Aujourd’hui ce sont les régions alpines et pyrénéennes qui bénéficient fortement de la croissance du trail. Les événements valorisent économiquement les paysages, dynamisent les saisons touristiques en amont et en aval de l’été, et attirent une clientèle fidèle, souvent à haut revenu. Les chiffres du marché mondial du tourisme trail running (courses, voyages d’entraînement, séjours sportifs) indiquent que l’Europe reste la destination la plus prisée pour ce type de tourisme (Alpes, Pyrénées, Dolomites, etc.), devant l’Amérique du Nord.
Les concepteurs d’objets connectés et d’applications mobiles se sont multipliés
C’est là aussi une réalité des années 2000, les concepteurs de produits connectés multiplient les offres et accrochent les coureurs avec des services gratuits à l’initiale, puis payant en premium. Et surtout, ils se positionnent en acteurs de référence-experts auprès de futurs adeptes, au détriment des acteurs historiques - et légitimes - de la discipline.

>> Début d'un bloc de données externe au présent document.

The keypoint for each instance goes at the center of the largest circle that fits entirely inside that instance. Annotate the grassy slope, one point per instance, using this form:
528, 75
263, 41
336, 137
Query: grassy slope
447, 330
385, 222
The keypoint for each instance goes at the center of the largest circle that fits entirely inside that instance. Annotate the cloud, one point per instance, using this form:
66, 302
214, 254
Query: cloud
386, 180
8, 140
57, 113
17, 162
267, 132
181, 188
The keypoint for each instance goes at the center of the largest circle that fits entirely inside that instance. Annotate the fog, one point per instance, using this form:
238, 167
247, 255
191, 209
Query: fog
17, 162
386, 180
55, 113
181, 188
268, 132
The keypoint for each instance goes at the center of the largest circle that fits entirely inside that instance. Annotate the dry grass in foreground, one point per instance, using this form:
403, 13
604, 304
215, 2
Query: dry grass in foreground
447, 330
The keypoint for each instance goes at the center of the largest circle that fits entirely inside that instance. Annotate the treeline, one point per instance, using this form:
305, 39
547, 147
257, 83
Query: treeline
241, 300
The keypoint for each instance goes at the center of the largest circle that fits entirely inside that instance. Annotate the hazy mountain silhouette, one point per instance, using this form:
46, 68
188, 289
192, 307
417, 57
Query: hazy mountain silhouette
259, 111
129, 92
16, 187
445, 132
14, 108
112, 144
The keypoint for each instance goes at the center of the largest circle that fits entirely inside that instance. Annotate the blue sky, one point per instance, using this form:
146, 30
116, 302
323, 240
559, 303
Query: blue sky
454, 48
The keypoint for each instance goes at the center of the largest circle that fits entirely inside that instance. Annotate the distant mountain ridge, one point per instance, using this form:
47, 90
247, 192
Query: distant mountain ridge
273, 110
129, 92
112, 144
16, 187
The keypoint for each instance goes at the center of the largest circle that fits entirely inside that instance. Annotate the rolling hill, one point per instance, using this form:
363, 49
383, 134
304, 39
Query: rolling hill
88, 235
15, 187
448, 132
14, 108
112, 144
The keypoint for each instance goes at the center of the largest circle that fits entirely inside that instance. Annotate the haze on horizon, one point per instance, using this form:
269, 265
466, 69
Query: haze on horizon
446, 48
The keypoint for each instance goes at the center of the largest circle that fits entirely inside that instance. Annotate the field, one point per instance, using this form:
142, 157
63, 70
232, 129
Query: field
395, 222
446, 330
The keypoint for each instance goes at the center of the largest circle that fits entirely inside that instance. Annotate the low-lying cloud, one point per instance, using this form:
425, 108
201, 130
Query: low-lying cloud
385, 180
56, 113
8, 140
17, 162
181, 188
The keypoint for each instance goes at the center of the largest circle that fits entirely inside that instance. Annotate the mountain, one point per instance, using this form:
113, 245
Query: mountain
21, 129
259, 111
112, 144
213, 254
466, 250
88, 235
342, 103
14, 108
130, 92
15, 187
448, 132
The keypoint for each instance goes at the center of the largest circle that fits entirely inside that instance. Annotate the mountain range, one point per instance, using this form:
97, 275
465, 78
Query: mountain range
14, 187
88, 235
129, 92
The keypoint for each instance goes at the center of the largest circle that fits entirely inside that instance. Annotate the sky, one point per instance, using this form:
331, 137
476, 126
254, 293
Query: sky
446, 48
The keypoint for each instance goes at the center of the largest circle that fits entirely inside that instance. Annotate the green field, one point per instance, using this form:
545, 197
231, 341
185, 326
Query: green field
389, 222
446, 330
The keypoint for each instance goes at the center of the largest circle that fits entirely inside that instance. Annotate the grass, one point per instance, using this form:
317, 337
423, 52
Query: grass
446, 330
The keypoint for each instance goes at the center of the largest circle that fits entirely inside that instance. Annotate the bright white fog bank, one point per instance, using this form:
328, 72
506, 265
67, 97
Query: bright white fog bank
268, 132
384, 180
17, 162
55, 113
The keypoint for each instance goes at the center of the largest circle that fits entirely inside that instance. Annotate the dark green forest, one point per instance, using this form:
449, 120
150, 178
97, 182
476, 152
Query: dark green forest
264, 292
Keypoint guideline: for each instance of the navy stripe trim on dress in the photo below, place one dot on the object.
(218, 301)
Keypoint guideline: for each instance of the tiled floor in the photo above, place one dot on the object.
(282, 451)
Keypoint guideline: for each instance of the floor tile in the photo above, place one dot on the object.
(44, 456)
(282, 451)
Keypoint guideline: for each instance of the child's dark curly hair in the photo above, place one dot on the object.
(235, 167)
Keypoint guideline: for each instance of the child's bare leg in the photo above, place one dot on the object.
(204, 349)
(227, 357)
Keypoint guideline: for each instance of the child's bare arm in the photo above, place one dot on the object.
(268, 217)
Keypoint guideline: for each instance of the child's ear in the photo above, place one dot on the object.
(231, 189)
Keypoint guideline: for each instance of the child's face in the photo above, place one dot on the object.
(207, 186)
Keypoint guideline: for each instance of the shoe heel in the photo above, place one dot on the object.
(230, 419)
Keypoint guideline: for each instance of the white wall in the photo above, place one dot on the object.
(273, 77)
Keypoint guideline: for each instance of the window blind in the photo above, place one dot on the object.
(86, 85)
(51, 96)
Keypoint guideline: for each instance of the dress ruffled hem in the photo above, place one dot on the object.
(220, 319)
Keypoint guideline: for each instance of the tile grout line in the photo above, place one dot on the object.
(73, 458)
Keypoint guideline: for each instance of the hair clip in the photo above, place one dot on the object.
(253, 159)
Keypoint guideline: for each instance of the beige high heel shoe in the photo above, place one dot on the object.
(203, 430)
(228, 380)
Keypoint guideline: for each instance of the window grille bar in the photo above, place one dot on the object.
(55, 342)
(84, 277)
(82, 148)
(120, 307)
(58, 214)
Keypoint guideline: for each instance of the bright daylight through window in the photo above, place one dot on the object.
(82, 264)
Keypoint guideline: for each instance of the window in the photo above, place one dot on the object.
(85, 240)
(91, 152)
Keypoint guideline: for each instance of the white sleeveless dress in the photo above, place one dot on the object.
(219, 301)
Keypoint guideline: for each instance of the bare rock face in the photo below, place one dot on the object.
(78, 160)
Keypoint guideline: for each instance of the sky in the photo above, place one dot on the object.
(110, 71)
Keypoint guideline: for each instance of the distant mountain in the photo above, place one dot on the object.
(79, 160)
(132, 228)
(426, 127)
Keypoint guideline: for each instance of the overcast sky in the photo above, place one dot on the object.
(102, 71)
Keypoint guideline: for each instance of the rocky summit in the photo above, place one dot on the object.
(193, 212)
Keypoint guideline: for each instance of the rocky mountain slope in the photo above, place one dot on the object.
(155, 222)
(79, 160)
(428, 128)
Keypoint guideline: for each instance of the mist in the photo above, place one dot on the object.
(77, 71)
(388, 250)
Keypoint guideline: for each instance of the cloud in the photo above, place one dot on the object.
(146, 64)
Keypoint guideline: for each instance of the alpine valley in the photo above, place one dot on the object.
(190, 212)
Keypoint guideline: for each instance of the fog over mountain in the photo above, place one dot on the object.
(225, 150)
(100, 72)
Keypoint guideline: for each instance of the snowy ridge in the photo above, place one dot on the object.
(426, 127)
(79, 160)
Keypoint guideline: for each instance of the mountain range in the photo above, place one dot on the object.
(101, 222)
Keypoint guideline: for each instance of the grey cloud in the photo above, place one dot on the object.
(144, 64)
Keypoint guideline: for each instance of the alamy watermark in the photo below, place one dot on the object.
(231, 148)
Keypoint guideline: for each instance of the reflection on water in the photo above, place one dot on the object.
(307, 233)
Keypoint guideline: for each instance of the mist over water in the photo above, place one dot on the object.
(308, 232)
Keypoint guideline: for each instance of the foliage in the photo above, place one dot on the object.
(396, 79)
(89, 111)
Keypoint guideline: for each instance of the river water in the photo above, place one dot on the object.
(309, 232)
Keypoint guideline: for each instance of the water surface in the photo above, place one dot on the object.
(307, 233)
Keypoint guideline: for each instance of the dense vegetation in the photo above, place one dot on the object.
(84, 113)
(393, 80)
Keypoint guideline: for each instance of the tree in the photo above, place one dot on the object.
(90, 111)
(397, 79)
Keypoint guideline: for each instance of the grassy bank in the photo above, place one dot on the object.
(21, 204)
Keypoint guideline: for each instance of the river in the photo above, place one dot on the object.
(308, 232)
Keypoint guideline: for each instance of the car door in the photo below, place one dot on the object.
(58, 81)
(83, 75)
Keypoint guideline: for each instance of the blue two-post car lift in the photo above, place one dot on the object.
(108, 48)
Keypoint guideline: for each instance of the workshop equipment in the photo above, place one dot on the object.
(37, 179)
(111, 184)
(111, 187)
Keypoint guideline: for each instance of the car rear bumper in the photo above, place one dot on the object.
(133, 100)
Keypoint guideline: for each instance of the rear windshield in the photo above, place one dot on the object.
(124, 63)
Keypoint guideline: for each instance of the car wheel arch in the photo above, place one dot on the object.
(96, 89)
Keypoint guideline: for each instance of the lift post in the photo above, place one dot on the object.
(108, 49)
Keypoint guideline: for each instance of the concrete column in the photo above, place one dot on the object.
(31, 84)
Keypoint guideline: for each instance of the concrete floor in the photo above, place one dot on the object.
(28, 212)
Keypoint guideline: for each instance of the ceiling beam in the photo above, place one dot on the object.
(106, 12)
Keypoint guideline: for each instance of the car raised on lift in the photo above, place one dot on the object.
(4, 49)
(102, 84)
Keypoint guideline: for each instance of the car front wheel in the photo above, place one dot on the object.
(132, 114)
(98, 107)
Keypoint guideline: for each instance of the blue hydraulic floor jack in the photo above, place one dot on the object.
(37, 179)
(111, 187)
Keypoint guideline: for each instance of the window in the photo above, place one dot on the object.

C’est un des paradoxes du trail running, les moyens technologiques sont utilisés par celles et ceux, de plus en plus nombreux, qui entrent dans une logique consumériste et virtuelle de leur pratique du running, censée être plus naturelle et ouverte aux sensations intimes. Conquis par des équipements de dernière génération, beaucoup de pratiquants organisent leurs sorties de manière de plus en plus assistée : une trace GPX à suivre, une fréquence cardiaque à respecter, des temps de repos imposés, une évaluation en direct de l’impact de l’effort fourni, et bien sûr la mise en réseau immédiate de toutes ces données pour les offrir à leur communauté.
Cet accès aux datas, via les montres connectées et jusqu’aux analyseurs de lactate, permettrait d’organiser l’entraînement de manière de plus en plus pointue. Jusqu’à oublier les signes corporels et la volonté de liberté et de sensations qui avaient présidé à leurs débuts dans le trail running. Les chaussures à plusieurs centaines d’euros, les outils de récupération, la nutrition sportive hors de prix, et les nombreux abonnements aux applications augmentent sensiblement le budget alloué à un sport qui se veut ou se voulait bon marché. Alors qu’en réalité, l’écoute de soi, le respect d’une hygiène de vie, en cohérence avec la volonté d’une relation harmonieuse à son corps via la course en milieu naturel, tout cela est assez facile et peu coûteux à mettre en œuvre. Il faut redécouvrir l’importance de la qualité du sommeil, le respect d’une bonne alimentation, la gestion correcte des épisodes de stress, et développer son aptitude à récupérer sans culpabiliser les jours de repos.
Le marché mondial des chaussures de trail running en 2025
Il est estimé à environ 4,1 milliards de dollars en 2025, et devrait continuer à croître fortement dans les années à venir.
Amérique du Nord : 1,109 milliards de dollars
États-Unis : 873 millions de dollars.
Canada : 166 millions de dollars.
Mexique : 44 millions de dollars.
Amérique latine : 380 millions de dollars
Europe : 1,027 milliards de dollars
Allemagne : 185 millions de dollars.
France : 175 millions de dollars.
Royaume-Uni : 154 millions de dollars
Italie : 103 millions de dollars.
Espagne : 92 millions de dollars
Asie & Pacifique : 1,561 milliards de dollars
Chine : 656 millions de dollars.
Japon : 234 millions de dollars.
Inde : 203 millions de dollars
Corée du Sud : 172 millions de dollars
Australie : 141 millions de dollars
Moyen-Orient & Afrique : 411 millions de dollars
Émirats Arabes Unis : 90 millions de dollars.